2024 #6 - Unit Testing

2024 #6 - Unit Testing


In this edition of Analytics Engineering Today, we’re going to talk about unit testing: what it actually is, why it matters, and the misconception that running a few queries on your data is the same thing.

With some of the teams I’ve worked with, this distinction matters because testing often falls into the bucket of “let’s just check a few row counts and call it good.” That’s useful, but it’s not unit testing. Proper unit testing makes your transformations reliable, future-proof, and much easier to maintain.


What is Unit Testing?

Unit testing comes from software engineering.

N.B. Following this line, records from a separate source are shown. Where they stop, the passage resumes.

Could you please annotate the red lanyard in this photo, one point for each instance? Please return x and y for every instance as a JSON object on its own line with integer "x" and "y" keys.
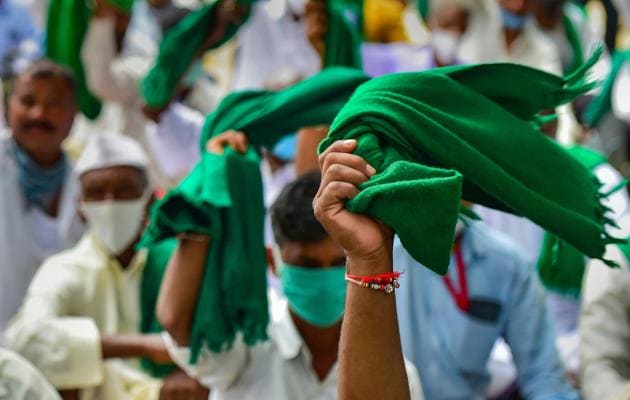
{"x": 461, "y": 296}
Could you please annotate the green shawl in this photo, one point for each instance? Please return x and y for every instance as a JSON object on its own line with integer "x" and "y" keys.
{"x": 344, "y": 34}
{"x": 177, "y": 51}
{"x": 453, "y": 133}
{"x": 222, "y": 197}
{"x": 434, "y": 138}
{"x": 67, "y": 24}
{"x": 602, "y": 105}
{"x": 561, "y": 266}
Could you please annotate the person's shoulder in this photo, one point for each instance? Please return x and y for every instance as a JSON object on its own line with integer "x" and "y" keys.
{"x": 496, "y": 244}
{"x": 83, "y": 256}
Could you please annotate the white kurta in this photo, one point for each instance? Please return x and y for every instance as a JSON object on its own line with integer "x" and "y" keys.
{"x": 76, "y": 296}
{"x": 278, "y": 369}
{"x": 272, "y": 43}
{"x": 27, "y": 234}
{"x": 19, "y": 380}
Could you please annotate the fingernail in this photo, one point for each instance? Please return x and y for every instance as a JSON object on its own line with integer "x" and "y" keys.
{"x": 370, "y": 170}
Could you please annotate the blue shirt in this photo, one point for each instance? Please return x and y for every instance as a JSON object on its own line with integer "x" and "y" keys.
{"x": 451, "y": 349}
{"x": 16, "y": 27}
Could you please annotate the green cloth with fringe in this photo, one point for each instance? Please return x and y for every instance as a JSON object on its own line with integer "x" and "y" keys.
{"x": 448, "y": 134}
{"x": 222, "y": 197}
{"x": 67, "y": 24}
{"x": 561, "y": 266}
{"x": 344, "y": 35}
{"x": 177, "y": 51}
{"x": 434, "y": 137}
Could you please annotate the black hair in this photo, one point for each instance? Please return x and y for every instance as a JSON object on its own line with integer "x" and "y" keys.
{"x": 292, "y": 216}
{"x": 47, "y": 69}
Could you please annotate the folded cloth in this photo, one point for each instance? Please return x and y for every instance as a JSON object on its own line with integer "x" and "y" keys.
{"x": 222, "y": 197}
{"x": 344, "y": 34}
{"x": 467, "y": 132}
{"x": 434, "y": 137}
{"x": 178, "y": 49}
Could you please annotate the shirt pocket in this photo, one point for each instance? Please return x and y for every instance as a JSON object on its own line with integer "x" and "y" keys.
{"x": 470, "y": 341}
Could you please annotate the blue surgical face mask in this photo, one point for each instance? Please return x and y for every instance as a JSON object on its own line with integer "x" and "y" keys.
{"x": 316, "y": 295}
{"x": 39, "y": 185}
{"x": 513, "y": 21}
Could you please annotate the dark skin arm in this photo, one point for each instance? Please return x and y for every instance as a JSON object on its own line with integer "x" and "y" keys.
{"x": 371, "y": 364}
{"x": 135, "y": 346}
{"x": 182, "y": 280}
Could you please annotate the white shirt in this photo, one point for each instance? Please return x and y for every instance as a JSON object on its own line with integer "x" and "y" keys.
{"x": 273, "y": 43}
{"x": 278, "y": 369}
{"x": 26, "y": 236}
{"x": 19, "y": 380}
{"x": 76, "y": 296}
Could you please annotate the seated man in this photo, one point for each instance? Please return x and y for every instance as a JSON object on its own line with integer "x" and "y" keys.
{"x": 81, "y": 315}
{"x": 299, "y": 360}
{"x": 19, "y": 380}
{"x": 448, "y": 327}
{"x": 39, "y": 192}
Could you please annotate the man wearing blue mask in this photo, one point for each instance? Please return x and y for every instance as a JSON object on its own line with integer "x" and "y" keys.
{"x": 81, "y": 315}
{"x": 299, "y": 361}
{"x": 38, "y": 204}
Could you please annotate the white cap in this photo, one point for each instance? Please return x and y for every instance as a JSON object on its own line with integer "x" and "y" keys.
{"x": 109, "y": 149}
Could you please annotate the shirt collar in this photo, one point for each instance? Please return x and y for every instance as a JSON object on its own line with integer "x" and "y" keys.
{"x": 135, "y": 266}
{"x": 472, "y": 243}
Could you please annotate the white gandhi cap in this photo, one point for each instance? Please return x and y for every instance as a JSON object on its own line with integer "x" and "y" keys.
{"x": 109, "y": 149}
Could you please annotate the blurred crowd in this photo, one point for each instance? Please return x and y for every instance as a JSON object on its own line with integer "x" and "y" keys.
{"x": 104, "y": 106}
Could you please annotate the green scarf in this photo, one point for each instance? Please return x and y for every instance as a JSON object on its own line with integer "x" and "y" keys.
{"x": 177, "y": 51}
{"x": 561, "y": 266}
{"x": 452, "y": 133}
{"x": 152, "y": 274}
{"x": 343, "y": 38}
{"x": 423, "y": 8}
{"x": 602, "y": 105}
{"x": 222, "y": 197}
{"x": 67, "y": 24}
{"x": 421, "y": 131}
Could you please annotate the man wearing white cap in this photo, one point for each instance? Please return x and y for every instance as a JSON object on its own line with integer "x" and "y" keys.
{"x": 81, "y": 314}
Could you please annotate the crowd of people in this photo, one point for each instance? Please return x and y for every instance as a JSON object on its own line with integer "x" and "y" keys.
{"x": 314, "y": 199}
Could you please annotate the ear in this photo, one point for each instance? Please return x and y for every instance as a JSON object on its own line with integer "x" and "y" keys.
{"x": 271, "y": 261}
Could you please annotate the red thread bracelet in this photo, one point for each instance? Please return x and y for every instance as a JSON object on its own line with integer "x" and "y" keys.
{"x": 386, "y": 283}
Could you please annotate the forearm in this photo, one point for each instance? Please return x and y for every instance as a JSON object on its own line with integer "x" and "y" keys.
{"x": 370, "y": 356}
{"x": 123, "y": 346}
{"x": 180, "y": 288}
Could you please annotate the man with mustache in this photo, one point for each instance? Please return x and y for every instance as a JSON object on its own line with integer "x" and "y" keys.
{"x": 39, "y": 196}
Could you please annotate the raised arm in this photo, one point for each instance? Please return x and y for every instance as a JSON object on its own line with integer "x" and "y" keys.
{"x": 180, "y": 287}
{"x": 371, "y": 363}
{"x": 182, "y": 281}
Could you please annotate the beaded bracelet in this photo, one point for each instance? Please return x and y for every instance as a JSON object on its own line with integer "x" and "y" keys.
{"x": 386, "y": 283}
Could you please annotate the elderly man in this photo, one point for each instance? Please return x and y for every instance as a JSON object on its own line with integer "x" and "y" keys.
{"x": 81, "y": 316}
{"x": 38, "y": 204}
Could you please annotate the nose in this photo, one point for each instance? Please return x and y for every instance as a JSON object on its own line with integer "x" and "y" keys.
{"x": 37, "y": 111}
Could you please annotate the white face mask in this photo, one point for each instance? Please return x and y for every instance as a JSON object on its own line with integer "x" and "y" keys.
{"x": 445, "y": 45}
{"x": 115, "y": 223}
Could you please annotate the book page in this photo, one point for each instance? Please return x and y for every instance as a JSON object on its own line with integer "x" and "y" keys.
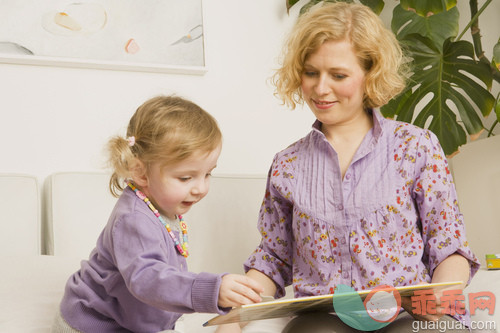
{"x": 291, "y": 307}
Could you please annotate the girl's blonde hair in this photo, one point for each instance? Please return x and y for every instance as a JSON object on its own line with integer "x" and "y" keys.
{"x": 165, "y": 129}
{"x": 376, "y": 47}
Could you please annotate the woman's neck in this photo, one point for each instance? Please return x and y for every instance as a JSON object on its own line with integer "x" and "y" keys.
{"x": 350, "y": 132}
{"x": 346, "y": 138}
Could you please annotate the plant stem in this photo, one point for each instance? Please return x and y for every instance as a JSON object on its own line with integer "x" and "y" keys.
{"x": 490, "y": 132}
{"x": 473, "y": 25}
{"x": 475, "y": 14}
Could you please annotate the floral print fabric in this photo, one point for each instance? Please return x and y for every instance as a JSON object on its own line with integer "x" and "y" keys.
{"x": 391, "y": 220}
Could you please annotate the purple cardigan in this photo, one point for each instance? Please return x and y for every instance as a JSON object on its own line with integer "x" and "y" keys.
{"x": 135, "y": 280}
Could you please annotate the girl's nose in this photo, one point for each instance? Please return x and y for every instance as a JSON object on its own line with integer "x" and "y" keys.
{"x": 201, "y": 187}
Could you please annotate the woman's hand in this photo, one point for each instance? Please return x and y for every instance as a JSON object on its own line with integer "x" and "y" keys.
{"x": 228, "y": 328}
{"x": 236, "y": 290}
{"x": 453, "y": 268}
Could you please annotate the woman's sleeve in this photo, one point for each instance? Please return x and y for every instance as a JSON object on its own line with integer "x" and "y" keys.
{"x": 142, "y": 258}
{"x": 443, "y": 228}
{"x": 273, "y": 256}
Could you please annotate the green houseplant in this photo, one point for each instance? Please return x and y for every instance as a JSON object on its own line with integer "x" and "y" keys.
{"x": 449, "y": 91}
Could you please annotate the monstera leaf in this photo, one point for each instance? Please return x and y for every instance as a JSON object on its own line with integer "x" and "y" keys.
{"x": 428, "y": 7}
{"x": 437, "y": 27}
{"x": 444, "y": 77}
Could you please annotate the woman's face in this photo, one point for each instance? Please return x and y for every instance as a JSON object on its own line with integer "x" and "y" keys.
{"x": 333, "y": 83}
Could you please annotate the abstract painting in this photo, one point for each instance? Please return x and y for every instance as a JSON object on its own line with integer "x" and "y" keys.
{"x": 148, "y": 35}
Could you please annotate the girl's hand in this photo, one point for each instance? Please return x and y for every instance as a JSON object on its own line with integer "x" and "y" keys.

In that world, a “unit” is the smallest testable part of an application, usually a function or method. The purpose of unit tests is to check that these small components work exactly as intended, in isolation.

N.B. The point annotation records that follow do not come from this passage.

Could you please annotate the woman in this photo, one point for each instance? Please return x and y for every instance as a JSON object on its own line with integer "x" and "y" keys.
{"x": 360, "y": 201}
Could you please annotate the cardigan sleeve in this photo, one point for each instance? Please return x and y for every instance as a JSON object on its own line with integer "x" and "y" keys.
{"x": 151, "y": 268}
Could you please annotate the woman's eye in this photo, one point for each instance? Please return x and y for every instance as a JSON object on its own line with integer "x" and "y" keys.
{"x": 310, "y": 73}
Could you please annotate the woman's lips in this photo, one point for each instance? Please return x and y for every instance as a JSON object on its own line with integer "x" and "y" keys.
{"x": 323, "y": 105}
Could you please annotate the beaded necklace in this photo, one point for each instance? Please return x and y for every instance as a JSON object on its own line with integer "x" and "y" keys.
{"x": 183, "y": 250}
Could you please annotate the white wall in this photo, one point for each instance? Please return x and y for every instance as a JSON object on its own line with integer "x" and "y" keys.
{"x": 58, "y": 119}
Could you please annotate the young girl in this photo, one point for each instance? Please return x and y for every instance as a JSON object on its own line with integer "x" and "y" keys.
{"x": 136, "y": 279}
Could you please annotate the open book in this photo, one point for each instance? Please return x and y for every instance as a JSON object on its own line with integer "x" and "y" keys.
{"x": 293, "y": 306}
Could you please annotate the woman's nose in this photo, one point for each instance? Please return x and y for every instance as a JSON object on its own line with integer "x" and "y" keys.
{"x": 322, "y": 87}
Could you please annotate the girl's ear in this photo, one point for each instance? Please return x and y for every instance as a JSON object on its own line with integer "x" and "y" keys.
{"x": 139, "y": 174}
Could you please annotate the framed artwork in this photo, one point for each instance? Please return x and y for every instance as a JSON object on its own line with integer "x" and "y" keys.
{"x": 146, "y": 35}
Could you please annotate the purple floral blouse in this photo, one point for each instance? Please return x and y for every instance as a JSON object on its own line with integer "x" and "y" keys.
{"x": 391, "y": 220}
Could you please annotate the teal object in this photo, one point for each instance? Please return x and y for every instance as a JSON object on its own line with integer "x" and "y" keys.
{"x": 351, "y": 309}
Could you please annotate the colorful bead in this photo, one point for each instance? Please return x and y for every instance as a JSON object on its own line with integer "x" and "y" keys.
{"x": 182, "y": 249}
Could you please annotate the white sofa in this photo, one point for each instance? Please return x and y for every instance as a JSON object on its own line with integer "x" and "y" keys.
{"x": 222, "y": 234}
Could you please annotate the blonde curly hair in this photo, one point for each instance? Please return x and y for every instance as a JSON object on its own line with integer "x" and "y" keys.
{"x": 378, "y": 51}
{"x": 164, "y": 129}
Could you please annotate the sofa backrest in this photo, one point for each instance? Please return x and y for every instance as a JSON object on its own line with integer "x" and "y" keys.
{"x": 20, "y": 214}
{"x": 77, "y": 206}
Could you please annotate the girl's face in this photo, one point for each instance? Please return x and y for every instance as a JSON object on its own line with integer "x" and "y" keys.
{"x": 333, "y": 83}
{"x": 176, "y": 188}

Key characteristics of unit tests:

? Isolation: Unit tests focus on the component being tested, without relying on databases, APIs, or other external systems. Mocks or stubs are used to simulate inputs.

? Granularity: They test the tiniest parts of the code - no big-picture testing here.

? Automation: Unit tests are automated and repeatable, giving quick feedback.

? Speed: Because they’re testing small, isolated pieces, unit tests run fast - ideal for frequent checks, for example in your CICD pipeline.


What Does Unit Testing Look Like in Data?

In data, unit tests focus on business logic and transformations. A “unit” could be:

  • A specific SQL transformation
  • A piece of business logic, like “if a customer has no purchases in 90 days, mark them as inactive.”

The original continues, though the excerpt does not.